By Gabe Licht
DELANO, MN In preparation for the 2016 street and utility improvement project, the Delano City Council during Tuesday’s meeting welcomed feedback from property owners who would be impacted by the project.
The project is estimated at about $6.32 million. That total includes nearly $4.6 million for streets, compared to the street budget of $3 million in the city’s capital improvement plan.
Before plans and specs are ordered Tuesday, Jan. 5, the council is considering narrowing the scope of the project.
Currently, the streets included in the project are First Street, Second Street, 72nd Street, Bridge Avenue, Buffalo Street, Elk Street, Franklin Avenue, Merriman Court, Merriman Drive, and Railroad Avenue.
City Administrator Phil Kern explained that the project would impact about 80 properties, with the city needing to purchase right-of-way from 12 of those properties.
“A number of you have talked to an appraiser on behalf of the city,” Kern said. “If not, you are off the hook. If so, we’ll be following up with you.”
Property owners took advantage of a public hearing to ask about the project overall and how it might affect their properties, including whether or not they would be assessed for the work.
“Current practice is not to assess unless there is a significant change in service,” Kern said. “The projects are paid for by general property tax.”
Amy Johnson, who lives on Railroad Avenue, asked if the city could move the proposed paved road onto more railroad property.
“We will discuss how much railroad property we can acquire from a financial standpoint,” Kern said.
In response to a question about why the city is planning to extend the paved portion of Railroad Avenue from Fourth Street to Tiger Drive, Assistant City Engineer Shawn Lowagie said it is in the city’s comprehensive plan to do so to serve as another access to downtown and take pressure off other streets, while also potentially encouraging development.
Dave Rieder, who lives on Bridge Avenue East, encouraged the city to postpone work on the road.
“It’s the worst street, but the least used,” Rieder said. “Look at our street last. If you have to put streets on hold, I don’t mind. A street that gets thousands of cars should be looked at first.”
Jenna Hill expressed concerns that widening Franklin Avenue from 18 to 20 or 24 feet and adding a turnaround would invite more traffic.
“We need a minimum 20-foot-wide road for emergency access,” Kern said.
He noted that a turnaround would be beneficial for garbage trucks, delivery trucks, and school buses.
In addition to street work, Lowagie noted that many water and sewer upgrades are included in the project.
Later, in a closed session, the council directed Kern to meet with property owners and make offers for right-of-way on four properties on Franklin Avenue and eight properties on Railroad Avenue.
In other business related to street and utility improvement projects, the council approved a resolution requiring inspection of private sewer and water lines before such projects.
“The city would hire one inspector to negotiate a rate the city would pick up to have those inspected,” Kern said.

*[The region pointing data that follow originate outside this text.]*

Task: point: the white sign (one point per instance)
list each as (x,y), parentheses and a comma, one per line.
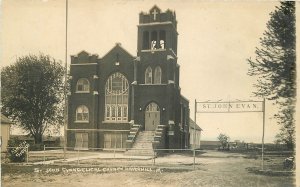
(227,107)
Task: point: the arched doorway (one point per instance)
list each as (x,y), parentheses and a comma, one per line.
(152,117)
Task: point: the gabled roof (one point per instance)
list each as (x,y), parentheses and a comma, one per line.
(5,120)
(155,7)
(118,47)
(193,125)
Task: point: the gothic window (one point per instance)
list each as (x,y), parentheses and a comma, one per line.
(157,75)
(153,40)
(146,40)
(148,76)
(83,85)
(82,113)
(82,141)
(116,98)
(115,140)
(162,39)
(152,107)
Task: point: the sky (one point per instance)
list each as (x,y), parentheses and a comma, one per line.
(215,39)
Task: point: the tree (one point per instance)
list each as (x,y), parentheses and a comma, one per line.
(224,140)
(32,93)
(275,68)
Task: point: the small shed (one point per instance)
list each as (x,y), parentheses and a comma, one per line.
(5,132)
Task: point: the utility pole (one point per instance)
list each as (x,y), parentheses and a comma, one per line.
(65,85)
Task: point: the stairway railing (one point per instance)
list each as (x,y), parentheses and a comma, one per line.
(158,136)
(134,130)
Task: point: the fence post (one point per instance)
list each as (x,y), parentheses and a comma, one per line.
(194,158)
(78,156)
(44,154)
(27,154)
(153,156)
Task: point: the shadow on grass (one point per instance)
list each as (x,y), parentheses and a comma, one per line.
(268,172)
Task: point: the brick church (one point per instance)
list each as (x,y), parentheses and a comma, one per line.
(118,97)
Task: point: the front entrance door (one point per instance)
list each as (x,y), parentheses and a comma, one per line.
(152,117)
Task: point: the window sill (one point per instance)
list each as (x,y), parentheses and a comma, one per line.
(152,50)
(81,121)
(153,84)
(82,92)
(124,122)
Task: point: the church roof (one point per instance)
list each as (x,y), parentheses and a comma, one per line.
(5,120)
(118,47)
(193,125)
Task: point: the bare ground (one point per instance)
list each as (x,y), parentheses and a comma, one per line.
(212,169)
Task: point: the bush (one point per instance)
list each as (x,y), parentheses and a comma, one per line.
(36,147)
(17,150)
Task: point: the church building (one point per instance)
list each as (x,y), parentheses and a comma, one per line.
(118,97)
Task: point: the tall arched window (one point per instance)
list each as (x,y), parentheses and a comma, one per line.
(148,76)
(157,75)
(82,113)
(83,85)
(116,98)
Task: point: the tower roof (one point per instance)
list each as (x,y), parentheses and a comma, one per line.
(156,15)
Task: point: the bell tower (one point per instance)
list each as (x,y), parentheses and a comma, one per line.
(157,31)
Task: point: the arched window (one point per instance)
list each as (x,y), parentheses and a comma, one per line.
(82,113)
(116,98)
(162,39)
(154,40)
(148,76)
(146,40)
(157,75)
(152,107)
(83,85)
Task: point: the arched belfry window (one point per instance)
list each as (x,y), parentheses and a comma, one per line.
(146,40)
(152,107)
(83,85)
(157,75)
(82,113)
(116,98)
(162,39)
(148,76)
(154,43)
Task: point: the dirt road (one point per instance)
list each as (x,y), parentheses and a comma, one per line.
(218,169)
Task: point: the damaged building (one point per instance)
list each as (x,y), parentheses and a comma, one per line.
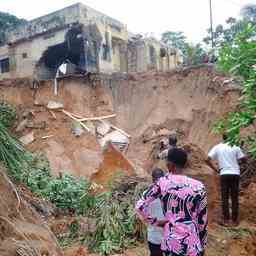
(85,39)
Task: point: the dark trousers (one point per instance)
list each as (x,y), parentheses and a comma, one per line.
(174,254)
(155,249)
(230,188)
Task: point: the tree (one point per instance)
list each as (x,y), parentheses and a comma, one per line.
(8,21)
(249,13)
(239,60)
(194,54)
(174,39)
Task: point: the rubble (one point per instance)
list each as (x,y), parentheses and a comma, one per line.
(77,129)
(27,139)
(54,105)
(22,126)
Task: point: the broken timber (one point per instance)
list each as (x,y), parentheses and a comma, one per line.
(81,119)
(77,120)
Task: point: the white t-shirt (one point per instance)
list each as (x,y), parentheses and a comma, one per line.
(155,234)
(227,157)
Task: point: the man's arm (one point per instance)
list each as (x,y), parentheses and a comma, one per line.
(212,155)
(211,165)
(142,205)
(203,219)
(241,156)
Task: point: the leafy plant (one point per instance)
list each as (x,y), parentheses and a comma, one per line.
(239,60)
(12,154)
(117,227)
(66,192)
(7,114)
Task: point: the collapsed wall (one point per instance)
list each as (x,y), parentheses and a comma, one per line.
(147,106)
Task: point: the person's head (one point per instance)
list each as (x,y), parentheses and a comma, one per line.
(173,140)
(177,159)
(224,137)
(157,173)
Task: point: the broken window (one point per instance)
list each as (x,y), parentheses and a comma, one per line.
(163,52)
(152,54)
(106,48)
(4,65)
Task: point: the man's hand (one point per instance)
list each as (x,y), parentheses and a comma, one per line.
(161,223)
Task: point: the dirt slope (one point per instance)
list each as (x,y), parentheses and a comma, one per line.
(149,107)
(21,227)
(188,101)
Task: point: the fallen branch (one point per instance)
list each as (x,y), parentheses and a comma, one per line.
(97,118)
(83,119)
(53,114)
(14,190)
(77,120)
(120,130)
(47,137)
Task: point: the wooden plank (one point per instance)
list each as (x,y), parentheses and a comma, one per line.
(77,120)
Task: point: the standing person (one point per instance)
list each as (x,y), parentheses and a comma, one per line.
(155,234)
(185,209)
(228,158)
(172,141)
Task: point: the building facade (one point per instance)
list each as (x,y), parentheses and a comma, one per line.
(90,40)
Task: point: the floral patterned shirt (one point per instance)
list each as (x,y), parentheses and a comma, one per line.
(184,205)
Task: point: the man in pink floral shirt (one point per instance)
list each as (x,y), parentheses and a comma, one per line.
(184,205)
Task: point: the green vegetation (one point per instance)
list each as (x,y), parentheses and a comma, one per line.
(12,153)
(227,33)
(193,54)
(8,21)
(239,60)
(117,225)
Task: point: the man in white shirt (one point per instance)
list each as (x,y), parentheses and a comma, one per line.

If a repair is needed, at an average price of $3,000 to $6,000, the property owner could pay for it up front, be assessed for the repair over time, or have proceeds from the eventual sale of the property pay for the repair. In the last scenario, the city would be paid before the mortgage in order for the property to have a clean title.
Kern noted that having private sewer and water lines inspected would decrease the amount of groundwater that infiltrates the system, reducing the amount of water that is treated and increasing the life of the wastewater treatment plant.
Odds and ends
In other business, the council:
• declined an offer from Gina Coburn to lease or buy the Heritage Center for a coffee shop and restaurant.
“At this time, they declined and want to look at an internal reuse of the building for city purposes,” Kern said.
He noted that if the building was leased, the city would be required to pay taxes on it, which would take up much of the lease proceeds. The city may consider leasing the building in the future, but wanted to explore other options first, according to Kern.
• approved a five-year contract extension with Veolia for operating the wastewater treatment facility. The fees will remain $489,180 for 2016 and will not increase more than 2.5 percent per year in the following four years.
• approved maintaining the same storm water drainage rates and sanitary sewer user rates for 2016.
• approved a planned unit development and final plat to allow single-family homes on property located along St. Peter Avenue, along with tabling a development agreement for Wright Neighborhoods 3rd Addition.
• approved rezoning of property on 72nd Street Southeast from R-A rural agriculture to R-2 single family residential.
• approved an exhaust fan for the hose tower at the Delano fire station to help hoses dry better.